10 July 2005

Arthritis and accupuncture

There has been no doubt for a good long while that accupuncture does have analgesic effects on certain types of pain. Though, as in the last graf here, its usefulness as a treatment is more dubious (though my sense from an admittedly superficial understanding of the literature is that, Dr. Moore's comment is a bit too strong).

Results of a randomised trial in this week's issue of The Lancet suggest that acupuncture could reduce pain and improve joint functioning in the short-term for people with osteoarthritis of the knee.

Osteoarthritis most frequently affects the knee joint. Despite a limited evidence base, arthritis patients are increasingly turning to acupuncture, especially as side-effects of non-steroidal anti-inflammatory drugs are common and wide-ranging.

Around 300 patients with chronic osteoarthritis of the knee were randomly assigned to acupuncture, minimal (sham) acupuncture (superficial needling at non-acupuncture points), or a waiting list control.

Patients were allowed to use non-steroidal anti-inflammatory drugs throughout the study. Physicians administered acupuncture and minimal acupuncture in 12sessions over 8 weeks.

Patients completed questionnaires at the start of treatment, and after 8 weeks, 6 months, and 1 year. Analgesic use was similar for patients in the three groups. After 8 weeks, patients given acupuncture had a substantially lower score on an established osteoarthritis index than patients in the control group (26 points and 50 points, respectively).

Minimal acupuncture also had short-term benefit compared with no acupuncture (36 points on the osteoarthritis index). However, at 1-year follow-up there was no significant difference in scores between the three groups. Lead investigator Claudia Witt (Charite University Medical Center, Berlin, Germany) comments:

“Acupuncture treatment had significant and clinically relevant short-term effects when compared to minimal acupuncture or no acupuncture treatment in patients with osteoarthritis of the knee. We now need to assess the long-term effects of acupuncture, both in comparison to sham interventions and to standard treatment.”

In an accompanying Comment, Andrew Moore (Pain Research, University of Oxford, UK), states: “The bottom line from Witt and colleagues' large, long, and high-quality study of acupuncture for knee osteoarthritis is that doing something is better than doing nothing.”

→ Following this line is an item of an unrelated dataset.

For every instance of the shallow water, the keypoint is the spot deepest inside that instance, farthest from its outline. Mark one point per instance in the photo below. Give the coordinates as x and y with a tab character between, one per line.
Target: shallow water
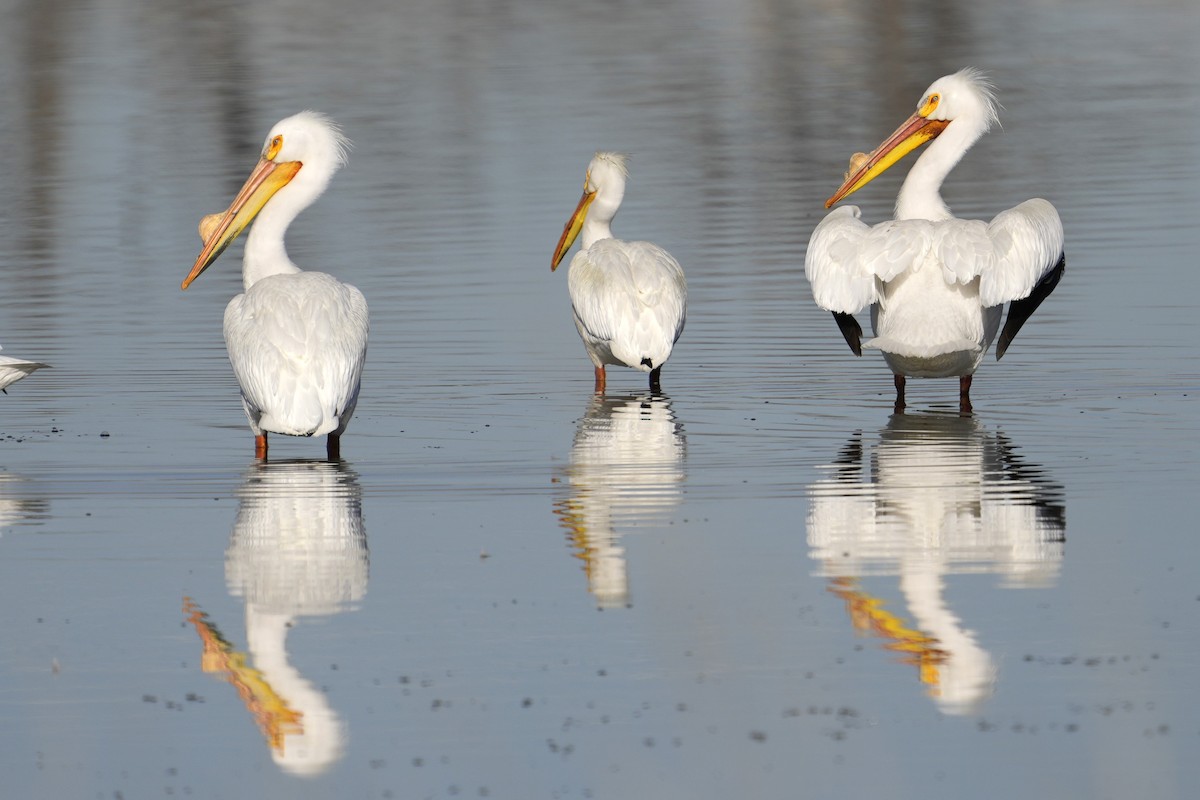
798	589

However he cautions that it is too soon to draw firm conclusions from the current study: “We are still some way short of having conclusive evidence that acupuncture is beneficial in arthritis or in any other condition, other than in a statistical or artificial way. There is limited evidence of effect and, with exceptions, of cost-effectiveness. Most importantly, the need for needles is still in doubt.”
Link

The more data on accupuncture's usefulness we have, the clearer its mechanism may become. This is, in part, because the sites where an accupuncture regime is indicated for a particular pain turns out to vary greatly between conditions --sometimes its on the spot of the pain, other times it is applied elsewhere on the body in accordance with a traditional theoretical constellation of points (in such cases the relevant neuroanatomy can be less clear).

Along with certain kinds of transcutaneous electrical nerve stimulation, accupuncture is a 'counter-irritation analgesia'. We know that these forms of analgesia involve both opioid and non-opioid systems (for example, naloxone --an opioid antagonist-- has been shown to reduce accupuncture's analgesic effects). The mechanisms of the notorious placebo effect and hypnotic analgesia also play some role in the effects of accupuncture.

See Price and Mayer's 1995, "Evidence for endogenous opiate analgesic mechanisms triggered by somatosensory stimulation (including accupuncture) in humans." Pain Forum 1995, 4(1) 40-43.

Hypnotic analgesia and the placebo effect do have a good deal of theoretical importance for us philosophers (the former is especially useful in understanding why pain is bad). Thus the more light accupuncture sheds on these topics, the better for us.

Oh, and the empirical explanations are always nice for smacking down those who claim it involves 'mind-over-matter' in some metaphysical sense. Though you, gentle reader, don't believe that should be necessary. Right?